Tribuners adalah platform jurnalisme warga. Untuk berkontribusi, anda bisa mengirimkan karya dalam bentuk berita, opini, esai, maupun kolom ke email: redaksi@tribunnews.com.
Konten menjadi tanggungjawab penulis dan tidak mewakili pandangan redaksi tribunnews.com.
Kedaulatan Energi dalam Larangan Ekspor Nikel
Bagaimanapun, kedaulatan suatu negara ditentukan oleh kemandirian dan kepercayaan dirinya di tengah tekanan global.
Editor: Hasanudin Aco
Kondisi tersebut tidak terlepas dari proyeksi kebutuhan nikel yang semakin tinggi di masa depan, yang menuntut pemain nikel membuat strategi khusus dalam menghadapinya.
Sebut saja Tiongkok yang mengimpor lebih dari 50 % komododitas nikel dunia sejak 2015, telah membangun strategi penimbunan nikel untuk kepentingan domestiknya.
Begitupun Indonesia yang bertindak dengan percepatan pelarangan ekspor nikel yang sedianya dilaksanakan pada tahun 2022, menjadi efektif pada 1 Januari 2020.

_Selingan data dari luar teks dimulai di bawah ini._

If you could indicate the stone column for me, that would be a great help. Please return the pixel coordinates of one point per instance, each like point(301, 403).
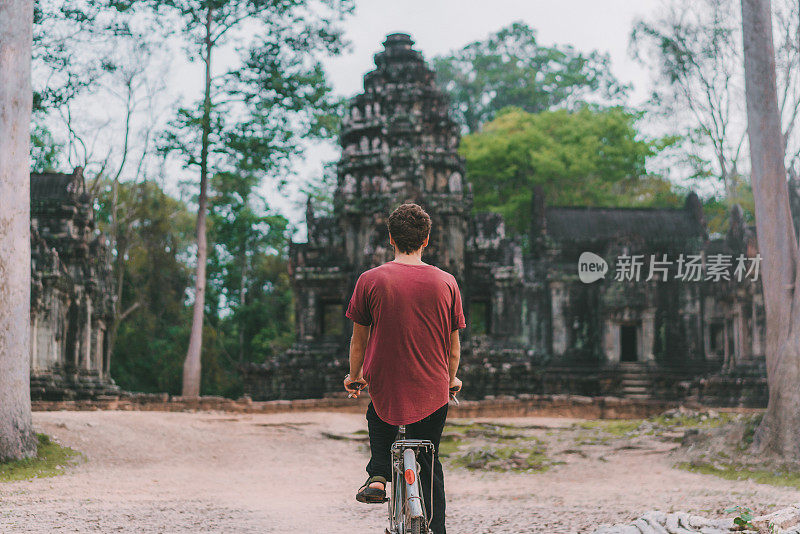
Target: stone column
point(611, 341)
point(647, 337)
point(557, 299)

Fakta tersebut menggambarkan bahwa masing – masing negara yang mempunyai kepentingan terhadap komoditas nikel, makin menyadari bahwa produksi nikel dalam negeri akan lebih menguntungkan untuk keperluan domestik.
Bahkan meskipun pembangunan smelter di Indonesia belum sesuai harapan, Pemerintah lebih memilih untuk melarang ekspor nikel mentah, agar cadangan nikel dalam negeri tetap terjaga.
Kebutuhan Baterai Mobil Listrik Nasional
Salah satu alasan penimbunan nikel tersebut adalah untuk komponen mobil listrik. Mobil listrik diprediksi akan menguasai industri otomotif pada masa depan, menggantikan kendaraan berbahan bakar fosil.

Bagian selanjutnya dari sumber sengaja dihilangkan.